I have been dreaming about building my family since I was a young child. I know many women do. So in October of 2011, I found myself eager to start my own family with my husband, but unwilling to do so in my current medical condition. I spent over 3 years working on myself physically and mentally to get to a point where I got the medical OK from my doctor to try and get pregnant. So when that time finally came, I was ecstatic and naïve. We excitedly bought the pregnancy test at a grocer on vacation even though we couldn’t use it for another two-plus weeks. Somehow I just assumed that it would be easy and simple for us to get pregnant. After all, I had just spent three grueling years losing weight and weaning off seven different prescription medications for this very purpose. When the test came back negative, I was bummed and a bit like, well duh girl, it could take some time!
But month after month, tests were negative, and I grew to loath my menstrual cycle even more so than most women probably already do.

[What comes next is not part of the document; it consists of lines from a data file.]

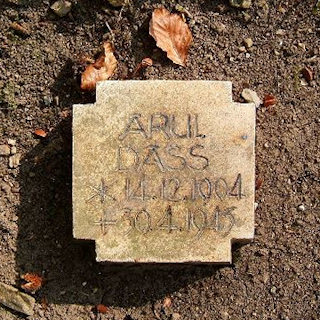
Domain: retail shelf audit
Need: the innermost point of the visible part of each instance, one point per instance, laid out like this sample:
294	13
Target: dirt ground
276	276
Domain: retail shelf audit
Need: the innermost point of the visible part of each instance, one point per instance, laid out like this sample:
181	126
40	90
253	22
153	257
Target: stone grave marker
163	171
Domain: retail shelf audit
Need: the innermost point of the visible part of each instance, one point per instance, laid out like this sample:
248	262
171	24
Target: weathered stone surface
4	150
163	171
12	298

I started tracking my temperature every morning. Do you know what kind of torture it is to wake up to your alarm, and not be able to move or use the bathroom first thing in the morning, because you have to lie perfectly still and wait for a basal thermometer to beep before you can move a muscle lest you alter the correct reading by creating heat from body movement?!? So nine or so months pass by and nada. We set up a consultation with an OBGYN at my clinic to see if there was something more going on. We both got testing done and referred to specialists. We both got diagnosed with infertility issues. So we then went through a year-and-a-half of fertility treatments at a facility an hour and a half away from where we live. (Thank you southern Minnesota.) Without going into gory detail, let’s just sum it all up as NOT FUN!
In September of 2015, my husband and I were given the news that what we had been trying was not working and should not be continued. Our only real chance to have a biological child was through in vitro fertilization (IVF). After many long discussions and a lot of thinking for months, we decided IVF was not how we wanted to grow our family. And we came to the decision of adoption. We knew it wouldn’t exactly be any easier or quicker than fertility treatments, but we felt like it was the right path for us.
So we started on the adoption branch of our journey in February of this year. After a rocky start, and almost signing our life and money away to what is known as a facilitator in the adoption world, we are now working with a reputable agency based here in Minnesota. And we love this agency and the people that work there dearly! It feels like they have become a new extension to our family. But the best and most rewarding part of this step in the journey is finally getting to talk about it all and wear my heart on my sleeve again! It seems so small, like I shouldn’t really be this excited until we have a baby on the way, but seriously! Now when my pregnant coworker is asked a question about her pregnancy, I don’t cringe or hold back tears. Because quite often, she will then turn to me and ask if there is any news on the adoption front. And I get to talk about it! It’s not always exciting or riveting stories, but I get to talk about it!
So ask me about it. As a person who likes to talk, I am more than happy to share! I want to share our story of infertility struggles. Let’s not make it this shameful, taboo topic. Let’s make it something that more women and men are able to share and empathize with each other. Ask me about the adoption process and journey! Because I want to talk about it!